İnsanlık tarihi kadar eski bir geçmişe sahip olan haberleşme, tarihin seyri içerisinde büyük evrimler geçirerek günümüzdeki çağdaş ve teknolojik çehresiyle hayatımızın vazgeçilmez bir parçası, hatta olmazsa olmazımız olarak devam etmekte ve bizleri kendisine hayran bırakarak sürekli gelişmektedir.
Günümüzde haberleşmek için çok değişik ürün ve yöntemler kullanılmakta ve her gün onlarca yeni teknoloji ürünü iletişim hayatımızdaki yerini almaktadır. Haberleşme yöntemleri ve teknolojileri baş döndürücü hızla ilerleyedursun, bu yazımda sizlere; bana göre haberleşmenin baş tâcı, olmazsa olmazı, hatta bir dönem en gözde haberleşme aracı olarak şarkılara, türkülere, koşuklara konu olmuş, hasretleri bitiren, memleket özlemini, ana, baba, evlât özlemini, yâr özlemini biraz olsun dindiren mektuplar üzerinde sihirli yolculuklara çıkan bir dosttan, posta pulundan bahsetmek istiyorum.
“PUL”, evet pulun serüvenini anlatmaya çalışacağım sizlere.
İnsanlık tarihi kadar eski olsa da haberleşme, insanlık bu sihirli dostlarla 1840 yılında tanışmıştır. Yerleşik hayata geçtiğinde haberleşme materyal ve metotları da değişmiştir. Değişik sesler ve hareketlerle haberleşme, ateşle, dumanla haberleşme, derken oklar, kuşlar, davullar, borular kullanarak haberleşme geliştirilmiştir. Devletleşmelerden sonra, ulaklar devreye girmiş, postahaneler kurulmuş, telgraf, teleks, faks, telefon gibi araçlarla da insanlar birbirlerinden haber alma ihtiyaçlarını gidermişlerdir. “Mektup” bu dönemde önemli bir haberleşme aracı olarak insanların hayatına girmiş, velhasıl günümüzde uydular üzerinden gerçekleşen haberleşme teknoloji ve ürünleri hayatımızdaki yerlerini almıştır.
“Pul” dedik, peki nedir pul, neden ve nereden çıkmıştır, neden vardır hayatımızda, insanların buna ihtiyacı var mıydı? Bir de “dost” dedik pul için, nasıl bir dosttur ki; sevgiye, saygıya, bilgiye, iyiliğe, güzelliğe, tertemiz serüvenlere götürmektedir biriktirenleri.

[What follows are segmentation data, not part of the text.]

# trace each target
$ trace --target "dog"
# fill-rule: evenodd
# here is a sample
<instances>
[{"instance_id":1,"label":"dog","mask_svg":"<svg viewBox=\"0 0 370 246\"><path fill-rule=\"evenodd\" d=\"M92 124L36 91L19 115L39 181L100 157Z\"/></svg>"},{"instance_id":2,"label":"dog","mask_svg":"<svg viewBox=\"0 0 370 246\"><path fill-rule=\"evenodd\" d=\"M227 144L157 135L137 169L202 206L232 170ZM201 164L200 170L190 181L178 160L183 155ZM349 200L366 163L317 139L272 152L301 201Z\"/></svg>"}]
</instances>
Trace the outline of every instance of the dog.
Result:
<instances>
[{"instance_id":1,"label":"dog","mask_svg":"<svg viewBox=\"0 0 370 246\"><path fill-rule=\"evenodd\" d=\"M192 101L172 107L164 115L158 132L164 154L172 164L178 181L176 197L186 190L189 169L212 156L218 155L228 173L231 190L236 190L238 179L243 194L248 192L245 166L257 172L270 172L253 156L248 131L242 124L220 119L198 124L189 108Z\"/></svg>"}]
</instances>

“Pul” sözcüğü ilk olarak “posta pulu”nu çağrıştır bize. Pulun ön yüzünde çeşitli resim, şekil, grafik, desen, motifler bulunur. Dikdörtgen, kare, altıgen, üçgen, yuvarlak gibi şekillerle hazırlanmış “değerli kâğıttır”. Aynı zamanda ön yüzde basıldığı ülkenin adı ve taşıdığı parasal değeri bulunmaktadır. Arka yüzünde de özel bir zamk sürülmüş olarak tedavüle sunulur. Pulların tedavüle çıkarılması ancak bağımsızlığını kazanmış devletler tarafından gerçekleştirilmektedir. Bu anlamda pullar, bir devletin, Milli Marş gibi, Bayrak gibi bağımsızlık sembolüdür. Devlet tarafından yasalarla izin verilen kurumlarca, özel denetimli matbaalarda basılmaktadır. Ülkemizde bu görev PTT’ye verilmiştir.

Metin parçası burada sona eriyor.